Hastalığınız şu anda hangi aşamada? Nasıl bir tedavi uyguluyorlar?
Tümör arteriyel venin üzerindedir; bu benim şanssızlığım ama asla yayılmadı. Kemoterapide onu küçültüp beni ameliyata alacaklar. Doktorum Sayın Bilgi Baca en büyük yardımcımdır.
Ben bir nefes terapistiyim. Vücudumdaki oksijen seviyesini yüzde 70’e kadar çıkarabiliyorum. Çok fazla şifa, enerji çalışmalarım var. Beni çok güçlü tutuyorlar.
Kemoterapi aldığım gün ve sonraki 4-5 gün yeri öptürüyor. Yine de şikayet etmiyorum.
İyileştiğinde Avustralya’ya dönecek misin?
Hayır. Burada yakalandığım için çok şanslıyım. Çünkü bir Türk doktor var. Orada manevi olarak da sona ererdim. Bu bile Allah’ın bana bir hediyesi.

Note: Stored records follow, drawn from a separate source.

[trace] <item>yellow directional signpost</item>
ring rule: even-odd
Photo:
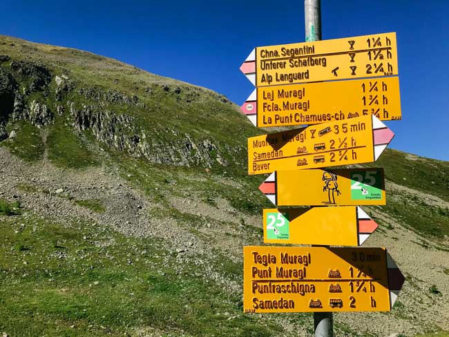
[[[313,30],[319,1],[305,8]],[[265,209],[265,242],[359,246],[378,225],[358,205],[385,204],[383,170],[332,166],[374,162],[394,135],[381,120],[402,118],[396,34],[319,36],[257,47],[242,64],[255,126],[308,125],[249,138],[248,173],[271,173],[259,189],[276,206],[336,206]],[[332,311],[391,310],[404,282],[385,248],[245,247],[243,258],[245,312],[313,311],[316,336],[332,336]]]
[[[383,168],[278,171],[259,189],[276,206],[386,203]]]
[[[384,248],[243,247],[245,312],[389,311],[403,281]]]
[[[257,47],[240,69],[256,86],[397,75],[396,33]]]
[[[394,133],[374,115],[248,139],[248,173],[375,161]]]
[[[359,246],[377,227],[356,206],[263,210],[267,243]]]
[[[397,77],[260,87],[241,106],[256,126],[316,124],[373,114],[401,119]]]

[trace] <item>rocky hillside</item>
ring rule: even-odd
[[[242,313],[242,247],[270,206],[246,173],[260,133],[209,90],[0,37],[0,332],[309,336],[311,314]],[[336,314],[336,335],[449,330],[449,163],[375,165],[388,205],[365,245],[406,281],[390,313]]]

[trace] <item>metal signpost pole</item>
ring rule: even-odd
[[[321,39],[321,8],[320,0],[304,0],[305,41]],[[315,337],[333,337],[332,312],[314,312]]]

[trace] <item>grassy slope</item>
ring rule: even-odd
[[[0,331],[10,336],[123,336],[151,327],[172,336],[259,336],[280,329],[242,315],[240,298],[204,282],[193,263],[175,273],[174,256],[155,240],[27,213],[0,215]]]
[[[0,35],[1,54],[16,60],[45,64],[55,75],[66,74],[77,81],[79,86],[96,86],[118,90],[128,97],[137,96],[146,108],[111,104],[105,108],[133,116],[147,131],[149,137],[165,144],[184,133],[194,139],[212,139],[222,149],[231,149],[224,151],[225,159],[235,160],[237,157],[239,162],[245,162],[246,139],[257,133],[238,108],[225,97],[209,89],[157,76],[113,59]],[[52,90],[56,88],[55,81],[52,81],[51,87]],[[68,100],[75,102],[78,107],[89,103],[88,99],[80,99],[75,91]],[[36,95],[39,96],[39,93]],[[40,100],[52,106],[55,102],[52,97],[40,97]],[[166,129],[175,130],[178,134],[165,132]]]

BU, TANRI’NIN BANA VERDİĞİ BİR MİSAFİRDİR
Eşiniz ve çocuklarınız nasıl?
Avustralya’da bir düzen kurdular. Ayrıca küçük oğlum okuyordu, bu yüzden 6 yıl memleketime gelemedim. Bu da beni çok üzdü. Burada olduğum için şanslıyım.

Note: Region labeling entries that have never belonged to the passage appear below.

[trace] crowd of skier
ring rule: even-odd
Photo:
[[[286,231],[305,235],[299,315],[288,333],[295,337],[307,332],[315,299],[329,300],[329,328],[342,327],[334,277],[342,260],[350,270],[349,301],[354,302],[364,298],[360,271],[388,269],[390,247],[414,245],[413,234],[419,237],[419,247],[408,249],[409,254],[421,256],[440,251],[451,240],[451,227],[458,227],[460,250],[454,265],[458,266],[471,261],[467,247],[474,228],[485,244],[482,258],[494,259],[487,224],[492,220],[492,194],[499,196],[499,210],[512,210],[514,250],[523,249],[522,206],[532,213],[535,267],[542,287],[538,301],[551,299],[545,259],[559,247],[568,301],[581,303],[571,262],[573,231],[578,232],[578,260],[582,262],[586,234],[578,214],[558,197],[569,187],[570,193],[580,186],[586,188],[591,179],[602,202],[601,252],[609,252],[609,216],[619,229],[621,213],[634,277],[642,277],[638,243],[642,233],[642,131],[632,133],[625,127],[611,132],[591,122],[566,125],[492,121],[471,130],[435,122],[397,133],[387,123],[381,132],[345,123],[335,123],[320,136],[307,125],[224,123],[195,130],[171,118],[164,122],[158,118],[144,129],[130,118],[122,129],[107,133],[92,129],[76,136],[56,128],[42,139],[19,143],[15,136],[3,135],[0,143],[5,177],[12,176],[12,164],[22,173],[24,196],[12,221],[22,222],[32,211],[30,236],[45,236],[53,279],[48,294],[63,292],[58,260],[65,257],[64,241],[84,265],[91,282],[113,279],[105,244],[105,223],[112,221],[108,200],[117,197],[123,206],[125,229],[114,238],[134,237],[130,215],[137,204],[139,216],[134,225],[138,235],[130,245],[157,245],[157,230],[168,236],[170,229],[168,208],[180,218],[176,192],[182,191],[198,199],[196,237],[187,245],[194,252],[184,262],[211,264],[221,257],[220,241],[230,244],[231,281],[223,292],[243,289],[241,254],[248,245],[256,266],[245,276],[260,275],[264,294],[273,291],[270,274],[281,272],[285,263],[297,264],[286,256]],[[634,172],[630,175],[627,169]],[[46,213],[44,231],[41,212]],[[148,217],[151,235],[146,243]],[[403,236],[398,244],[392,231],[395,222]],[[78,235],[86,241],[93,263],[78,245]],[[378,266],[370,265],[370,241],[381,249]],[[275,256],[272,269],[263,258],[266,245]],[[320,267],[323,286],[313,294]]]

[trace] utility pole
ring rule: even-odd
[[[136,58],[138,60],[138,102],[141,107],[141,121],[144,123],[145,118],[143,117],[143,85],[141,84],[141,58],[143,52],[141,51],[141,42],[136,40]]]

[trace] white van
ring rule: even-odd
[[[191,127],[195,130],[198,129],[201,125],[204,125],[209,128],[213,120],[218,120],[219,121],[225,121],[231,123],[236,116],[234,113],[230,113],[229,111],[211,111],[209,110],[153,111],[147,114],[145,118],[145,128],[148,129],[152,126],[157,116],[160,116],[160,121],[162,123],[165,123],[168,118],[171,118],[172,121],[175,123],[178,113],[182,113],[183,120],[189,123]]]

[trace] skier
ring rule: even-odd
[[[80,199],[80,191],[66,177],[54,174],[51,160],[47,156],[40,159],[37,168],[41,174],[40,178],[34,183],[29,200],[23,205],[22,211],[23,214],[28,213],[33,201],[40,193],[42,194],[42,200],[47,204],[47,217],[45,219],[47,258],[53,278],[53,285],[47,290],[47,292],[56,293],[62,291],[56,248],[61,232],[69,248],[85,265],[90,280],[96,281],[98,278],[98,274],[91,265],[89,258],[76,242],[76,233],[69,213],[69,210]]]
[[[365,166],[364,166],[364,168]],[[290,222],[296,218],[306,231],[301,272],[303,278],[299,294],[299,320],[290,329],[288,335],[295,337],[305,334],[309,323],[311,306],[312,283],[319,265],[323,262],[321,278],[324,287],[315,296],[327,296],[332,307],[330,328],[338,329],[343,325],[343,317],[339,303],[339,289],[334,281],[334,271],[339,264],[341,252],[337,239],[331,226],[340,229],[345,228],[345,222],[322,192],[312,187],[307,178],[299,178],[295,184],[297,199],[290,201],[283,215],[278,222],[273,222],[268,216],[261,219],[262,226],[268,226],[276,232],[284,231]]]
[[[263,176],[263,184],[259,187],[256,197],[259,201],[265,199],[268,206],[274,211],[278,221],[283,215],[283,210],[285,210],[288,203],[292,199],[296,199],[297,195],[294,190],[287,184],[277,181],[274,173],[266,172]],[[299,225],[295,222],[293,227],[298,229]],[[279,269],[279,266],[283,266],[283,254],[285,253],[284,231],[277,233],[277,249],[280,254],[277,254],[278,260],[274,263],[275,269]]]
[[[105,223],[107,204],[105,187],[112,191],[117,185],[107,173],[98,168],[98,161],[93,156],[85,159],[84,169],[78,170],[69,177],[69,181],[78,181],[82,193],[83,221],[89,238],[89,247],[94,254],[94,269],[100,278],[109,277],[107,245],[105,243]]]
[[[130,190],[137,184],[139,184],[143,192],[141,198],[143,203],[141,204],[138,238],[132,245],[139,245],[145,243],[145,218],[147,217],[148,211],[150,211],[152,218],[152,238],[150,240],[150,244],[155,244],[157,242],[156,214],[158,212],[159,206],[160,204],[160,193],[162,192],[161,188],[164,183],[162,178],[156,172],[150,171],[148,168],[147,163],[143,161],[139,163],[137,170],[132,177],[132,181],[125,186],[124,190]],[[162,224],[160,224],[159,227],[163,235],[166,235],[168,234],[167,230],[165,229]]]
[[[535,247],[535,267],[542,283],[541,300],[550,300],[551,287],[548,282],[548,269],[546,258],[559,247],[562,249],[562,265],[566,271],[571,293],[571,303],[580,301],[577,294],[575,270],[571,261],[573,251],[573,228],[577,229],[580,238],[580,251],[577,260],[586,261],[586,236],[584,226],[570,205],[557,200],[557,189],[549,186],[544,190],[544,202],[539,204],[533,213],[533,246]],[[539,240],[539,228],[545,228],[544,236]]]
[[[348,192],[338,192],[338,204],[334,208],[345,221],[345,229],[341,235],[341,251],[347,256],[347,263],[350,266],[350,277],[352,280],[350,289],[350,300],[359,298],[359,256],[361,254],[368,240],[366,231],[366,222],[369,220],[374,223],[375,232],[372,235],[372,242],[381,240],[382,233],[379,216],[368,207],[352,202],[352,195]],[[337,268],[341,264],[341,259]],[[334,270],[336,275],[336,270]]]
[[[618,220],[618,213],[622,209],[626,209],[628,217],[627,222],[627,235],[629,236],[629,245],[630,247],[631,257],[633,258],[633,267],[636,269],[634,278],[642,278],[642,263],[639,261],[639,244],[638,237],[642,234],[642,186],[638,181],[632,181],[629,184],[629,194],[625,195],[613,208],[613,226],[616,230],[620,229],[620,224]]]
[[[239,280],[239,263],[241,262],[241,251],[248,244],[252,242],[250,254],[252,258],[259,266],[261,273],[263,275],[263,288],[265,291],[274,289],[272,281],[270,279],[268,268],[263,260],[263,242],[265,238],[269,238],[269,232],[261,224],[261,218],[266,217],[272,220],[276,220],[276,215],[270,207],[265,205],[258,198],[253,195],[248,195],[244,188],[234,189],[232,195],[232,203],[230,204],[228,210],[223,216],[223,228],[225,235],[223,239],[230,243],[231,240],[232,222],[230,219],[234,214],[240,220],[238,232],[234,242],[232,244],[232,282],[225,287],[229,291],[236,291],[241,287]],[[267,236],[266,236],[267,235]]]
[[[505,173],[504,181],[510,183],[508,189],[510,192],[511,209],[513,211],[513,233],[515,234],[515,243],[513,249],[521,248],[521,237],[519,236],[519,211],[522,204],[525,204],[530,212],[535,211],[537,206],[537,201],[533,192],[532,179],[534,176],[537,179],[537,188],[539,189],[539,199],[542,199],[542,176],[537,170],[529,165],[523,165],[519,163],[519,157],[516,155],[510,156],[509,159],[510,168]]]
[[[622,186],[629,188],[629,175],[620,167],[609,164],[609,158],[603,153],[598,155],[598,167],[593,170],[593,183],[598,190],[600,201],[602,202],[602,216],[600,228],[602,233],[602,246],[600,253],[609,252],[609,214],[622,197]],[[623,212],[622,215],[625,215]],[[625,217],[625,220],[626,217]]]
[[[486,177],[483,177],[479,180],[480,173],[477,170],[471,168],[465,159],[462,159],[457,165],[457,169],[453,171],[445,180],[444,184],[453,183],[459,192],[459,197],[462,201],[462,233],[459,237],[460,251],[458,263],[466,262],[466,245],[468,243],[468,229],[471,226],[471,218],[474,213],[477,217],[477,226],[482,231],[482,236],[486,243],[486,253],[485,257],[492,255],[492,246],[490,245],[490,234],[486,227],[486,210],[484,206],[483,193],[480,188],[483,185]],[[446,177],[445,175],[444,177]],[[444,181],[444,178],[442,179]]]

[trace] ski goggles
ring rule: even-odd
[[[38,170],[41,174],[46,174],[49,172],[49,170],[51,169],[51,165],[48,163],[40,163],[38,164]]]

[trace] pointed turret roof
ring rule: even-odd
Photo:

Allah bana dedi ki; Bu kadar küstahlık bu kibirdir biraz geri çekil sana misafir gönderdim nereye gittin bu misafiri ağırlarken hangi tohumu ektin? Sana iyi gelen, olmayan, ne yaptın, ne yaptın, beni böyle bir hesaba çekti.
Bu hastalık Allah’ın bana verdiği bir misafir. Bana pahalıya mı mal olur yoksa beni alıp götürür mü bilmiyorum ama bu benim sonumsa sonuna kadar güvenirim.

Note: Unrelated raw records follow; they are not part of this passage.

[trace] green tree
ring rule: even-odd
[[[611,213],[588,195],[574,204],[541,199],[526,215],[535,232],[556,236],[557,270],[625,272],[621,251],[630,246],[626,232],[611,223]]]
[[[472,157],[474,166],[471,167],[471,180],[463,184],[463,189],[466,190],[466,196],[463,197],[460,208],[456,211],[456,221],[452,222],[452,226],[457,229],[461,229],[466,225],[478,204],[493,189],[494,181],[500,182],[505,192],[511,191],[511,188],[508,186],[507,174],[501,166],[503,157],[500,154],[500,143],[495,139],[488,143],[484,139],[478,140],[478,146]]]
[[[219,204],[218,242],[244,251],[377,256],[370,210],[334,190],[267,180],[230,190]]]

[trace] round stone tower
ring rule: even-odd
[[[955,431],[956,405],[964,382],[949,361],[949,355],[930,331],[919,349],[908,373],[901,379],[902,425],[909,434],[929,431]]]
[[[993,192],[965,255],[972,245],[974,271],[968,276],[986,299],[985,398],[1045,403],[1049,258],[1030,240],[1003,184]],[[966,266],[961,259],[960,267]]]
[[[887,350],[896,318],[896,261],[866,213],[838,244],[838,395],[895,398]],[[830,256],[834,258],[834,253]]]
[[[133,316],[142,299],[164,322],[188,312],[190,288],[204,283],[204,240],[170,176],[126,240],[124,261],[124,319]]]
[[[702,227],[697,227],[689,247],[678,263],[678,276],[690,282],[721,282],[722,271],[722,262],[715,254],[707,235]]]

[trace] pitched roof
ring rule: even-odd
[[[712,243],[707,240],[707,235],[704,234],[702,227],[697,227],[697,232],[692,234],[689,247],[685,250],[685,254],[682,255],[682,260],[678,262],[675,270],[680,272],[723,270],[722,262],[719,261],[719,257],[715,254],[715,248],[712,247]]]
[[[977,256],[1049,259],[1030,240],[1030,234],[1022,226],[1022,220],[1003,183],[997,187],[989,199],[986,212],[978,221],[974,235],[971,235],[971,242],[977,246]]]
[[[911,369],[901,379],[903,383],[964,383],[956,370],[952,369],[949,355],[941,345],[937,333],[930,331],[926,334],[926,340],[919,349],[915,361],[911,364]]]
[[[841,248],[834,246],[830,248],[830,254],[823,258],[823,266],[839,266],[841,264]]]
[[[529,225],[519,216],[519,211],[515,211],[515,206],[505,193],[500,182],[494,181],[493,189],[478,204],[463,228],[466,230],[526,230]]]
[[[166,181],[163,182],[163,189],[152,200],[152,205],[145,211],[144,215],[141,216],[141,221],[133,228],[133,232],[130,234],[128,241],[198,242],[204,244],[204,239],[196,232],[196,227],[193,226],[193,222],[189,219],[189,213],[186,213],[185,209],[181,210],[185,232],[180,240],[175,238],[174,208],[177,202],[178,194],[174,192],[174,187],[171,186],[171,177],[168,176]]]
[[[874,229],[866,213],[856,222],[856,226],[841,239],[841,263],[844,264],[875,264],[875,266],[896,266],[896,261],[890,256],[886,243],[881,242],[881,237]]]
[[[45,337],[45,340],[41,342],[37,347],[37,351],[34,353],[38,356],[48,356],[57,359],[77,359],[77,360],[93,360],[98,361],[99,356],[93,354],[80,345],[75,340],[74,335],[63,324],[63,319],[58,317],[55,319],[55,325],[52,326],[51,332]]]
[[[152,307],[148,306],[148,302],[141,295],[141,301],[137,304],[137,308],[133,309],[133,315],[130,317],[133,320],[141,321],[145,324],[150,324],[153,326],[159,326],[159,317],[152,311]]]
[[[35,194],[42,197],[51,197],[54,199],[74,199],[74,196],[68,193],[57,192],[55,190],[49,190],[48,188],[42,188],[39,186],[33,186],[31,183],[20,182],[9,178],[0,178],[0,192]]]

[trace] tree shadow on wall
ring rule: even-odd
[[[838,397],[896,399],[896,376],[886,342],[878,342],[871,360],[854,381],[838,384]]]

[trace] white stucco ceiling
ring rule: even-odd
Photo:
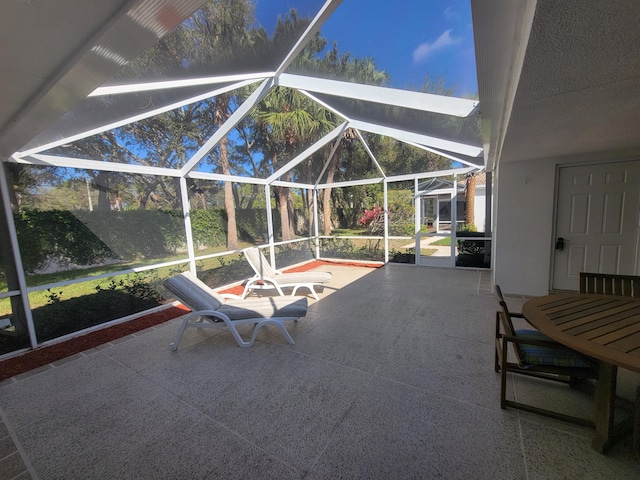
[[[472,10],[489,165],[640,155],[640,2],[473,0]]]

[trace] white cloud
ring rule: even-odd
[[[433,52],[442,50],[450,45],[455,45],[461,41],[461,37],[452,37],[451,30],[447,30],[440,35],[435,42],[421,43],[418,45],[418,48],[413,51],[413,62],[424,62]]]
[[[455,8],[449,6],[449,7],[444,9],[444,18],[448,18],[448,19],[452,19],[453,18],[453,19],[457,20],[457,19],[460,18],[460,14],[458,13],[458,11]]]

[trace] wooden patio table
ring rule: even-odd
[[[554,294],[528,300],[527,321],[549,338],[600,360],[595,392],[595,437],[604,453],[629,425],[615,425],[617,368],[640,372],[640,298]]]

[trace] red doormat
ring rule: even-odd
[[[287,269],[287,272],[304,272],[318,268],[322,265],[341,265],[351,267],[367,267],[378,268],[382,264],[378,263],[359,263],[359,262],[330,262],[326,260],[314,260],[298,267]],[[228,288],[222,293],[233,293],[240,295],[243,291],[242,285]],[[160,312],[145,315],[144,317],[136,318],[129,322],[113,325],[111,327],[96,330],[94,332],[75,337],[64,342],[57,343],[55,345],[49,345],[46,347],[40,347],[35,350],[30,350],[23,355],[9,358],[0,362],[0,381],[7,378],[14,377],[21,373],[33,370],[34,368],[42,367],[50,363],[61,360],[65,357],[75,355],[76,353],[95,348],[104,343],[116,340],[118,338],[125,337],[145,328],[159,325],[160,323],[172,320],[180,315],[184,315],[190,310],[183,306],[178,305],[167,308]]]

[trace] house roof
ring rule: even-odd
[[[640,154],[639,2],[471,6],[488,169]]]

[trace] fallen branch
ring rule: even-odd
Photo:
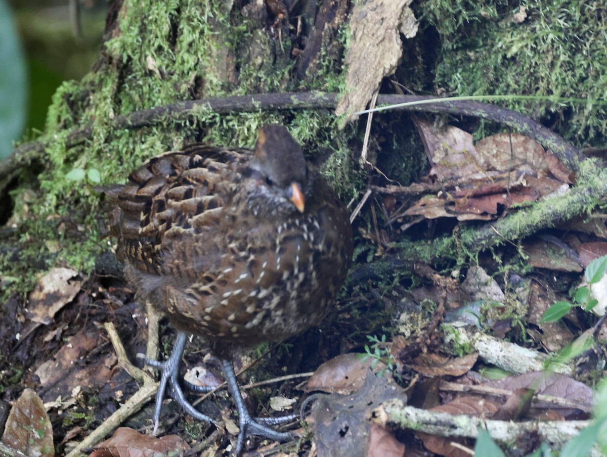
[[[592,424],[590,421],[493,421],[405,406],[399,399],[384,402],[373,410],[373,417],[384,426],[410,428],[440,436],[476,438],[480,430],[486,430],[493,439],[506,446],[537,435],[538,442],[549,442],[553,449],[562,448],[580,430]],[[590,455],[599,457],[602,453],[595,447]]]

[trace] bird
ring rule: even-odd
[[[166,361],[146,361],[161,372],[154,433],[165,391],[193,417],[214,422],[180,386],[194,334],[221,361],[238,411],[234,453],[251,435],[291,438],[270,427],[282,418],[253,417],[233,362],[319,325],[351,260],[348,211],[300,144],[284,126],[267,124],[253,149],[198,143],[165,152],[106,194],[127,280],[177,330]]]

“Mezarın yerini aldın mı?” SORUYORLAR, BİRİLERİ BENİ ZATEN ÖLDÜRDÜ
Bu süreçte çocuklarınızın yanınızda olmasını ister misiniz?
Eşim temelde benimle. Onlara bir hayat kurmak için çok uğraştım. Buraya gelip ağlasalar, üzülseler bana ne fayda? daha çok sinirlendim. Ailemin bana gelip ağlayıp sızlanmasının bana bir faydası olmuyor.
Seni en çok ne etkiler?
Saçlarım dökülüyor ama sağlıklı olmam için yeterli. Ve sonra, “Cenaze yerini aldınız mı?” soruları formatlayın. Ölümümü çoktan kabul etmiş bazılarını söylüyorum.